The reasons for the arrests of opponents in Moscow
Authorities assured that the detainees were not following proper health measures amid the Covid-19 pandemic, despite the fact that the images showed most of them wearing masks.
“A significant part of the participants lacked personal protective equipment,” police said.
However, he also noted that “members of an organization whose activities are considered undesirable on Russian territory were among the participants.”
A 2015 law introduced belonging to “undesirable” organizations as criminal punishment.
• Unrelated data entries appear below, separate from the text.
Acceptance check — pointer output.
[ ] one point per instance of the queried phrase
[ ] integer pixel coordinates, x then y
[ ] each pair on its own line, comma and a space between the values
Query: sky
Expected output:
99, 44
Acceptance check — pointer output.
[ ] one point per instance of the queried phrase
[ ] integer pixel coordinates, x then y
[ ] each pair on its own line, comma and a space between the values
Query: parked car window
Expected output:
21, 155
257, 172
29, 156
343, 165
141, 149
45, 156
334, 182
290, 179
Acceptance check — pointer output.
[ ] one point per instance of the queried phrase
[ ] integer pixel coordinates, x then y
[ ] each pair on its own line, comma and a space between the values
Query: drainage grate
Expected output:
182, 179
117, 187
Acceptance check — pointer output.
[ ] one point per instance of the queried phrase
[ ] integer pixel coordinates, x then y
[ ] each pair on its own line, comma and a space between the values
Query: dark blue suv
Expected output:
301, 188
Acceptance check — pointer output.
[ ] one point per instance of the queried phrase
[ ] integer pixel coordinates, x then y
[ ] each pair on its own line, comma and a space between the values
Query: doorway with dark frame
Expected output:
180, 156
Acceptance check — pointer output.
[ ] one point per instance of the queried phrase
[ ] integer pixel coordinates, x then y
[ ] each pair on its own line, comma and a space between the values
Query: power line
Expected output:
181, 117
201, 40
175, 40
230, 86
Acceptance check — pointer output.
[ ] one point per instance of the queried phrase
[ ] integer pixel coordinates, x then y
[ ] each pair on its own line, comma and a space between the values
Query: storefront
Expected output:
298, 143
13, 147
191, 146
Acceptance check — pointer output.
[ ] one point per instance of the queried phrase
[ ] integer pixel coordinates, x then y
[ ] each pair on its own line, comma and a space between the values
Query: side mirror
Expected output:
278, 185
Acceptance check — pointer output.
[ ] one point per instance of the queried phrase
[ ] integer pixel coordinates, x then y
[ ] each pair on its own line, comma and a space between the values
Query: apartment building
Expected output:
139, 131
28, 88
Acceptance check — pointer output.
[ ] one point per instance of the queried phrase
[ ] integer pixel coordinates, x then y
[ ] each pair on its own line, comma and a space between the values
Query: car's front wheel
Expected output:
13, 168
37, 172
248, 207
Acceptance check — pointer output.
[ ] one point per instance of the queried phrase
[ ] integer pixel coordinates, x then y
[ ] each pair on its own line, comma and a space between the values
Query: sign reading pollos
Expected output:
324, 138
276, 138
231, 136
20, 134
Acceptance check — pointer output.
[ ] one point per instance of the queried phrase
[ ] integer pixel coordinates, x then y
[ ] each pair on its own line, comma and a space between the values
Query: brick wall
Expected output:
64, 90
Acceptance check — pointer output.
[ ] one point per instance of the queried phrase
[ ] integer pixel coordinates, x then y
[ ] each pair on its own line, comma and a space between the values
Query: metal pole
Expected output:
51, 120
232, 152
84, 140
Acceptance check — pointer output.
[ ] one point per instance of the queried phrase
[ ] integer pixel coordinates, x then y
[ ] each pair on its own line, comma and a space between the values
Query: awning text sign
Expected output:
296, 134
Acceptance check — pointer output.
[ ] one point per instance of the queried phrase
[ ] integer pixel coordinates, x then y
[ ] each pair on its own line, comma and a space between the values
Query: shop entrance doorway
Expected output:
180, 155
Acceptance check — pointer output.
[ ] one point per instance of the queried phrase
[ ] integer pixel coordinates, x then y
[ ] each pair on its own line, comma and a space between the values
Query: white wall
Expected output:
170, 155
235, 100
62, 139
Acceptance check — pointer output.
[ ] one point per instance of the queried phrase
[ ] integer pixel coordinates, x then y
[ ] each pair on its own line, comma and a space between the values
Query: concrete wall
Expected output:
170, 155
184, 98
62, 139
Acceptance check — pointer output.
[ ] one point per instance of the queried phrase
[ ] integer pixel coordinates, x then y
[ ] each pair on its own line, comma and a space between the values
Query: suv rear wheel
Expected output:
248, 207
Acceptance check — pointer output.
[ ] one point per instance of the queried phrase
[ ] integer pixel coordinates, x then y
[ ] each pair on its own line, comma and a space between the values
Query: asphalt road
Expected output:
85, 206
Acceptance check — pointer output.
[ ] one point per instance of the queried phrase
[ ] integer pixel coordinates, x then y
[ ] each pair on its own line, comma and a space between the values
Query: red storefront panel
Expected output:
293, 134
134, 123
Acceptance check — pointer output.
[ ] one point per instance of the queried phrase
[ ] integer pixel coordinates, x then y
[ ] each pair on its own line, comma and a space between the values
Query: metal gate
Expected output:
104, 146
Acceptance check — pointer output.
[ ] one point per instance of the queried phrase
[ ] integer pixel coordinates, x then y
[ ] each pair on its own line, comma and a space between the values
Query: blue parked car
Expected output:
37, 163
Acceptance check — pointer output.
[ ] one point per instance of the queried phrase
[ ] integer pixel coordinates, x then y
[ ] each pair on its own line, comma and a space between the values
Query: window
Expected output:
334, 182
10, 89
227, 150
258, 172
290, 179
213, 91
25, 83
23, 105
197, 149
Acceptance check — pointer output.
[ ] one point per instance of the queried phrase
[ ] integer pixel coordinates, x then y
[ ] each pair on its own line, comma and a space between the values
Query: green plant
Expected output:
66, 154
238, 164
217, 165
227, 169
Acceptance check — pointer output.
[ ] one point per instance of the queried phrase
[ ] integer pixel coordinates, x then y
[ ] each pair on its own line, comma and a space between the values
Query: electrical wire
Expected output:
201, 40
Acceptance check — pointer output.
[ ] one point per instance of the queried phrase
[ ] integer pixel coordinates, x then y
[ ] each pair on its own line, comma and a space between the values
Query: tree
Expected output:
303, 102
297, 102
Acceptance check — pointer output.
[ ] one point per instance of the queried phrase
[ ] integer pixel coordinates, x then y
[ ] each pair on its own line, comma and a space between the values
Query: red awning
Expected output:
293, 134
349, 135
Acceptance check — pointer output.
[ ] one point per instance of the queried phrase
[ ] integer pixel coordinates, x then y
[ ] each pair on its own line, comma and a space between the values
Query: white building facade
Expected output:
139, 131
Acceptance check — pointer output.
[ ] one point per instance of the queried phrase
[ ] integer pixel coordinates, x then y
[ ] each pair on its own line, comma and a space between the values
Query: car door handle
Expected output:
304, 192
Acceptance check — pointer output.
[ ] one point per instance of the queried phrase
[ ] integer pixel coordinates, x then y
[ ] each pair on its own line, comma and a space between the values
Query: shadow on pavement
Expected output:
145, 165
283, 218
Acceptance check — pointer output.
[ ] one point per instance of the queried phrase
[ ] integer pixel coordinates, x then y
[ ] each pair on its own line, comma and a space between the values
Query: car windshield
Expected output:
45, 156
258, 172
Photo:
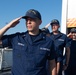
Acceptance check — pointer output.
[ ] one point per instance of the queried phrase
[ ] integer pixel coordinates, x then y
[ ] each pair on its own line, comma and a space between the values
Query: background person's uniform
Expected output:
60, 41
29, 57
71, 69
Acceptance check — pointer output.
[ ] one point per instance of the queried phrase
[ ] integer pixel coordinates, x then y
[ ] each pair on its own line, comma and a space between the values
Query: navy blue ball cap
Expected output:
54, 21
33, 14
73, 30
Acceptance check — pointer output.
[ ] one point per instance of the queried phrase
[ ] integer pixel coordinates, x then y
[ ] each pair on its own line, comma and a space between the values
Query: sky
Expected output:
11, 9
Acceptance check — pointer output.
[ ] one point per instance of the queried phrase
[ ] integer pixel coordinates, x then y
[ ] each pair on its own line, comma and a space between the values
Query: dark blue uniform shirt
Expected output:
29, 58
60, 41
72, 61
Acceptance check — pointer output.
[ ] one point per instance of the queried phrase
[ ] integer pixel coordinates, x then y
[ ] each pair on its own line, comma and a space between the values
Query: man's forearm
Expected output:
3, 30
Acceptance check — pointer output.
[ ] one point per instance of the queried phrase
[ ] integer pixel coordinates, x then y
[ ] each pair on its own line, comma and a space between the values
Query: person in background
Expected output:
72, 62
32, 48
61, 41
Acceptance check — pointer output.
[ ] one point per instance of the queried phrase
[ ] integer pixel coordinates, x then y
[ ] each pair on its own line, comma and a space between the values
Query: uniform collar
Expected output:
29, 40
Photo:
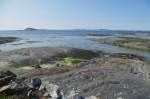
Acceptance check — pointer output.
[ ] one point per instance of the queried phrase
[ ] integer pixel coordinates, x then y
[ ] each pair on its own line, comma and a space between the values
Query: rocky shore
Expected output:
94, 74
135, 43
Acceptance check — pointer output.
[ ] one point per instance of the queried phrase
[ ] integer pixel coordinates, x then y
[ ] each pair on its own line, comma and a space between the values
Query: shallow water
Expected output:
74, 39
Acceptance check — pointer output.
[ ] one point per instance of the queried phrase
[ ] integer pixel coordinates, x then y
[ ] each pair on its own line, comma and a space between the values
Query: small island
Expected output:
30, 29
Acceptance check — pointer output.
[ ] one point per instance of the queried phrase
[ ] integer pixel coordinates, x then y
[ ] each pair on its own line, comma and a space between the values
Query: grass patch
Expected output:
70, 61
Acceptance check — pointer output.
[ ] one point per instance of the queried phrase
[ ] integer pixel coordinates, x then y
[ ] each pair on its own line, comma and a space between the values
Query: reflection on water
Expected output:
74, 39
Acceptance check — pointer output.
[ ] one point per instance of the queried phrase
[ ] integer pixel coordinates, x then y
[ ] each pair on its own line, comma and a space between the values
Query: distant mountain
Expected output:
30, 29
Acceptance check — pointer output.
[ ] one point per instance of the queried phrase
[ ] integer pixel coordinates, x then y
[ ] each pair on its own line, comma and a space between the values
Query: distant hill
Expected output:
30, 29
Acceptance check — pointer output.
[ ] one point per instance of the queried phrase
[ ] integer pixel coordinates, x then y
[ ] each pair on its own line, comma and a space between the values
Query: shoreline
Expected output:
97, 72
4, 40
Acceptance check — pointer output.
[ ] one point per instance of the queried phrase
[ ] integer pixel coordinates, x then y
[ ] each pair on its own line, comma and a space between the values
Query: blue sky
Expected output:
75, 14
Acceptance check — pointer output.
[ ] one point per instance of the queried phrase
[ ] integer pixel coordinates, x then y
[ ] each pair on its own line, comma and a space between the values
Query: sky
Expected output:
75, 14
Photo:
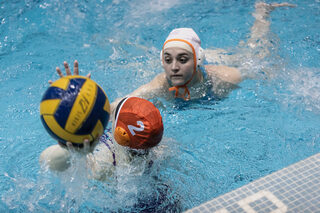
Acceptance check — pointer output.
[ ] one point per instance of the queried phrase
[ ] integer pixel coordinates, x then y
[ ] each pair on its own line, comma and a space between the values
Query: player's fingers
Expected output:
59, 72
76, 68
66, 66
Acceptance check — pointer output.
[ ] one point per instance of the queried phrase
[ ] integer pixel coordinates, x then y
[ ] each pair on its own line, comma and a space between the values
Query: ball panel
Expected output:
97, 113
59, 133
97, 130
53, 93
106, 106
49, 106
82, 106
70, 95
62, 83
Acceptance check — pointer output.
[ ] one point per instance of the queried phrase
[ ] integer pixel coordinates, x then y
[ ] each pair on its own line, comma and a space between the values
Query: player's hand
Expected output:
68, 71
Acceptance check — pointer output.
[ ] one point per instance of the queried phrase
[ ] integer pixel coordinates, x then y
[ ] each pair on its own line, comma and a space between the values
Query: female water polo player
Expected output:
137, 127
185, 74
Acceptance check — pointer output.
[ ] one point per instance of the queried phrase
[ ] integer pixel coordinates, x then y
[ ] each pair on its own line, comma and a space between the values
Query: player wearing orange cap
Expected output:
137, 127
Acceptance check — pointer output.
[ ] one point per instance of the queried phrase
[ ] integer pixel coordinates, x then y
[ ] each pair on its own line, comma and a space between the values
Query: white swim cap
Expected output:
187, 39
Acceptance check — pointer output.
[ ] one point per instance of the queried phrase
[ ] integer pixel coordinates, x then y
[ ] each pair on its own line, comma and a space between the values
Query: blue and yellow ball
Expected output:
74, 108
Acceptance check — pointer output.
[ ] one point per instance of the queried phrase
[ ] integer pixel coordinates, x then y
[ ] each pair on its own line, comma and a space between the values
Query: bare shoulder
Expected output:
224, 73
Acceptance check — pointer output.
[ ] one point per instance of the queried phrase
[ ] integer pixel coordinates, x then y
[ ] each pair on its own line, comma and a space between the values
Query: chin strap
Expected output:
186, 89
177, 95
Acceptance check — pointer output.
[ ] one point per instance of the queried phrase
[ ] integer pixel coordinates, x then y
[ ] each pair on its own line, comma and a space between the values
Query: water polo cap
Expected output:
187, 39
138, 123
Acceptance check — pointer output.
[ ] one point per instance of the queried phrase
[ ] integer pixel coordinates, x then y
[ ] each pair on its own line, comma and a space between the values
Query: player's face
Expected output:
178, 65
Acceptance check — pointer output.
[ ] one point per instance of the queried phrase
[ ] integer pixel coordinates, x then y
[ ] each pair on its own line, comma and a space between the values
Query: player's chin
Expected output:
177, 81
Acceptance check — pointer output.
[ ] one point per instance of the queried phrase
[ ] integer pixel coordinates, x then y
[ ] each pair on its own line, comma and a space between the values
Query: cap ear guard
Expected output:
200, 59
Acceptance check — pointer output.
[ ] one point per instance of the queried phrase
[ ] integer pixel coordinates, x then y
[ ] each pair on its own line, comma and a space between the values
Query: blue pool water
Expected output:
210, 147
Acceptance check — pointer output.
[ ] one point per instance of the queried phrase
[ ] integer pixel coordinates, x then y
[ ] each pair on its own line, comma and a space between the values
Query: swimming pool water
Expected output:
210, 147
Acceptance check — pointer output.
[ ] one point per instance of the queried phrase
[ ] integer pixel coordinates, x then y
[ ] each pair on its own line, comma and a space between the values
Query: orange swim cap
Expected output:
138, 124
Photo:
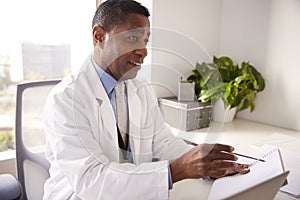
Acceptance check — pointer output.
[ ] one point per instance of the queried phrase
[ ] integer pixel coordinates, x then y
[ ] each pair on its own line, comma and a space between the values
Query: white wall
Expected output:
264, 32
267, 33
193, 32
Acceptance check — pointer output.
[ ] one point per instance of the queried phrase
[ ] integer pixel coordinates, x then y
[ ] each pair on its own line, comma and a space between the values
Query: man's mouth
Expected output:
135, 63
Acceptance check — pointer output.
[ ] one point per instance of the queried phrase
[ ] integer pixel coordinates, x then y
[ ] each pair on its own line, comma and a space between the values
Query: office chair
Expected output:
32, 166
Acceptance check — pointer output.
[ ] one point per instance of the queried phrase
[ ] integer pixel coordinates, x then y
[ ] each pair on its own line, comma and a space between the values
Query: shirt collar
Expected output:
107, 80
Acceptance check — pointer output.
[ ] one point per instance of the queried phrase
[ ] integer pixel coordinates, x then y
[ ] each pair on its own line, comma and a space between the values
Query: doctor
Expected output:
89, 155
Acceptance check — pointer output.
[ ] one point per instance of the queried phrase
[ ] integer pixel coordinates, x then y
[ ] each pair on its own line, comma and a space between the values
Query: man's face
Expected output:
124, 48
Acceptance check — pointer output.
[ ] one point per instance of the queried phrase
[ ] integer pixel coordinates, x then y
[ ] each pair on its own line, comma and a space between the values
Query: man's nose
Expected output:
143, 52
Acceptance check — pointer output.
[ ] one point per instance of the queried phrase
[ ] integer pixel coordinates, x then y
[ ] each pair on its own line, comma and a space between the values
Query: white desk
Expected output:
241, 134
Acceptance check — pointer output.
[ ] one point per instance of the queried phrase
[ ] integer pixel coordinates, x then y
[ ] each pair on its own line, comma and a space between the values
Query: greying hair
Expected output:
114, 12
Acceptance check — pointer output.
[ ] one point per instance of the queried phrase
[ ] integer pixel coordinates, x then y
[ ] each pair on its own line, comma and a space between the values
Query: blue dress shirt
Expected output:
109, 84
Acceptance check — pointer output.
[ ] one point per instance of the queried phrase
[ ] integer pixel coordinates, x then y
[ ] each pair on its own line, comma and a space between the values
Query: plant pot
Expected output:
219, 114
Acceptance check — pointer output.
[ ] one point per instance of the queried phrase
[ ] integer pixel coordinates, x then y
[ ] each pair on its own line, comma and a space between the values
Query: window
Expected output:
39, 39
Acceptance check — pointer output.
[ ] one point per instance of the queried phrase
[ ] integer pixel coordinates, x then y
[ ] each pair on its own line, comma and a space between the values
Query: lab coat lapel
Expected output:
106, 122
134, 106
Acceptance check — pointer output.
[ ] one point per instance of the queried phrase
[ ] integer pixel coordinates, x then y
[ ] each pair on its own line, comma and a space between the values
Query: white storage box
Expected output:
185, 115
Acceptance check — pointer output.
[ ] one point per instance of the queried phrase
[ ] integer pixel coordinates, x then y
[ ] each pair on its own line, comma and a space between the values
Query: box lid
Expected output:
186, 105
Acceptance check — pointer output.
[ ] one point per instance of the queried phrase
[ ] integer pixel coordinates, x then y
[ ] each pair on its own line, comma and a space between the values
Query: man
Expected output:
90, 156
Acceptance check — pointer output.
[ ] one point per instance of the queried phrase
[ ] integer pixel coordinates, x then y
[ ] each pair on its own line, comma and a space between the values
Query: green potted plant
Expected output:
236, 85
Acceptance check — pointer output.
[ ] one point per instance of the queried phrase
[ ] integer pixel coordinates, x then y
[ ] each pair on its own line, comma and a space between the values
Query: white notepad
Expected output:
289, 148
262, 175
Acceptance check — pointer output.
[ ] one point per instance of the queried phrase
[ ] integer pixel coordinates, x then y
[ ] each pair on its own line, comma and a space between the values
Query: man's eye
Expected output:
132, 38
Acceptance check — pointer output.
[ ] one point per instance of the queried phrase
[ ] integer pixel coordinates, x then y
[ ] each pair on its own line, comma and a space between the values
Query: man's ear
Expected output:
98, 35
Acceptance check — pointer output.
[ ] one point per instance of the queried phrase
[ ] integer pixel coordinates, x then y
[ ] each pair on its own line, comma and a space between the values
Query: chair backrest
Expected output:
32, 166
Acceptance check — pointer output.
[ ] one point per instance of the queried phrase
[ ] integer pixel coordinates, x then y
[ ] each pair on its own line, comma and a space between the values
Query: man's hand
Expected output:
212, 160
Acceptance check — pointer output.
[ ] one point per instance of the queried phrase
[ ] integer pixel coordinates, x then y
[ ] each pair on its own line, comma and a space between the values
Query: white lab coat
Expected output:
82, 143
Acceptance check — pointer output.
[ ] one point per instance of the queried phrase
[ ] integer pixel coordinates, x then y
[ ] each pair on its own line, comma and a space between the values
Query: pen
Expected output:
237, 154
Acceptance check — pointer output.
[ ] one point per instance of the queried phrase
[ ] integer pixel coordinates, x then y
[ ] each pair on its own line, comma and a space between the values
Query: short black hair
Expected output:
114, 12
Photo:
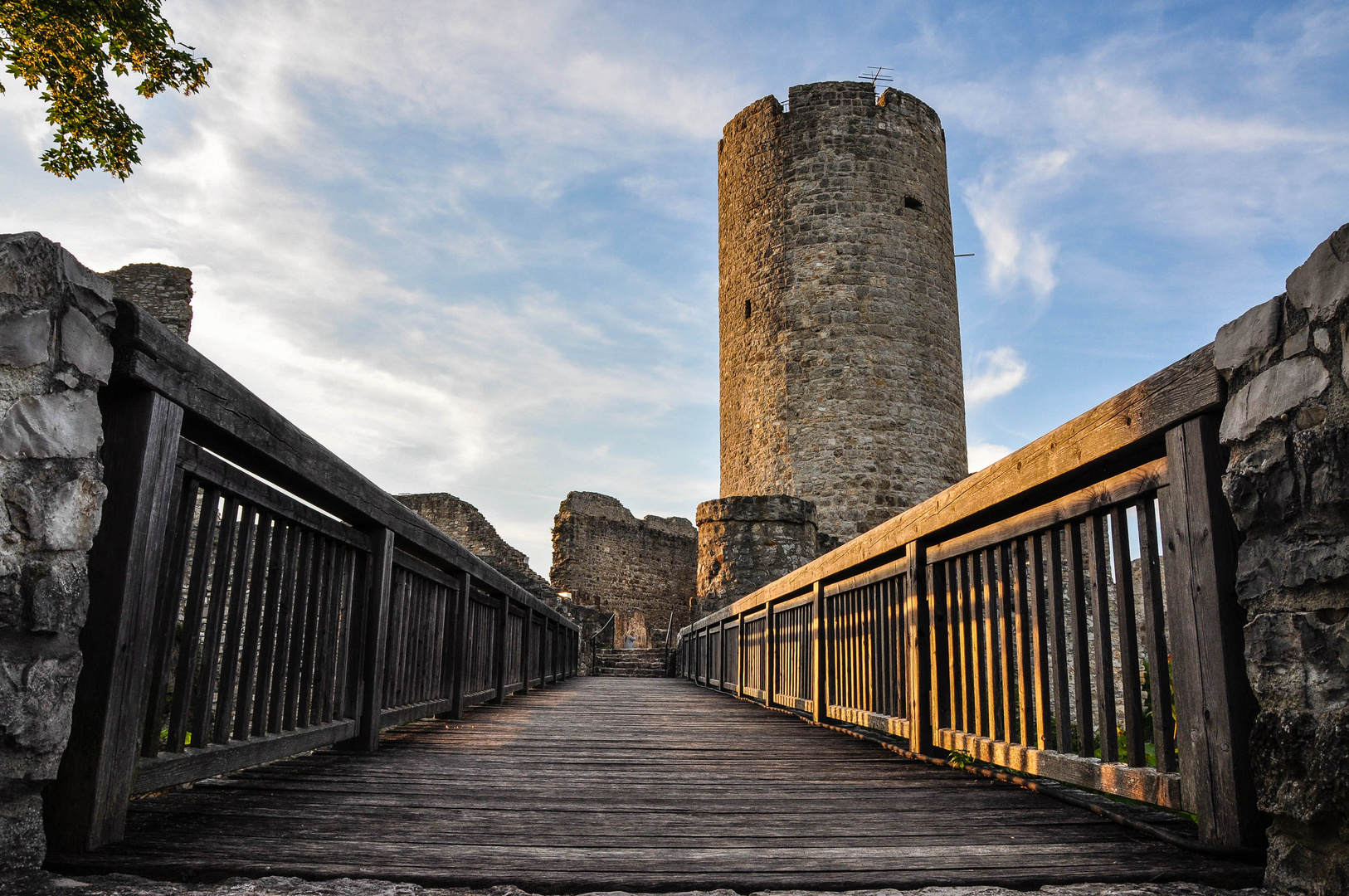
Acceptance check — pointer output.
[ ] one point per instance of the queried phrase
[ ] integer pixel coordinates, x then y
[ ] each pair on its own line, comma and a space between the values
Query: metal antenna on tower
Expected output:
874, 75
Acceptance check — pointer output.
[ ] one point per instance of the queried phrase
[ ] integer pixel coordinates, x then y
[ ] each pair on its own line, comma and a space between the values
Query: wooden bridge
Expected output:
355, 694
637, 784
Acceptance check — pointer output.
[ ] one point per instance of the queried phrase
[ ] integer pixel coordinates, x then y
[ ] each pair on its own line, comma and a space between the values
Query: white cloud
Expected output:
985, 454
1000, 372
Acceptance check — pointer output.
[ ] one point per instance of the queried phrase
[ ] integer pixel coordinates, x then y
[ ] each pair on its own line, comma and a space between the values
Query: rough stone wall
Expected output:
161, 289
1288, 482
467, 525
746, 542
840, 331
56, 318
640, 570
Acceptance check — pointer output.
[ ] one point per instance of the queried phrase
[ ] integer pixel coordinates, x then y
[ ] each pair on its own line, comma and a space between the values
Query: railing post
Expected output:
526, 660
918, 650
818, 665
739, 656
379, 577
499, 654
465, 585
1215, 706
769, 654
86, 807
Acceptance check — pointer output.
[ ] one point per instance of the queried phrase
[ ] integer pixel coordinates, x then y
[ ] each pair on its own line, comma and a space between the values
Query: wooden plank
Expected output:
1131, 686
1079, 639
1123, 487
231, 421
252, 645
1058, 635
1107, 441
1159, 656
818, 665
224, 718
193, 617
174, 567
1215, 706
1103, 646
379, 575
86, 805
196, 764
220, 473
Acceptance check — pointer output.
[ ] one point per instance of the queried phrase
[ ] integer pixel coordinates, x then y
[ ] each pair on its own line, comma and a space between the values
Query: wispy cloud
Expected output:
999, 373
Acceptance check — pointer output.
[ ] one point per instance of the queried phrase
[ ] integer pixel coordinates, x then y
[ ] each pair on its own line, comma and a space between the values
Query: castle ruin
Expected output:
642, 571
840, 368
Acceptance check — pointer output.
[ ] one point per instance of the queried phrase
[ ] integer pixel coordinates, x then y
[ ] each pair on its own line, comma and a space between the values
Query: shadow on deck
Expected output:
637, 784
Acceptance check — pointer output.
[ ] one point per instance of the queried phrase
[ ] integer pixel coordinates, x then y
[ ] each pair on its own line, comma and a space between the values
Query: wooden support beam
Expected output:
499, 652
460, 656
86, 807
818, 665
1215, 706
379, 579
The government has used that rule to veto some 30 groups, including Open Russia, which called for the meeting this Saturday.
Opponents say the Vladimir Putin administration has stepped up its crackdown on the opposition ahead of the parliamentary elections scheduled for September, as the popularity of the main Kremlin-backed party, United Russia, has waned.
Additionally, the arrests come amid a crackdown on anti-Kremlin sentiment, following the arrest and imprisonment of opposition politician Alexei Navalny, who returned to Russia in January after recovering from nerve agent poisoning in Siberia.
Last month, Navalny was sentenced to two and a half years in prison for violating the terms of his probation while convalescing in Germany, charges the lawyer dismissed as a Kremlin vendetta. His arrest sparked a wave of protests across Russia, to which the authorities responded with a massive crackdown. Currently, the defenders of the opposition leader do not know in which prison he is being held, as they denounce that the authorities do not give them this information.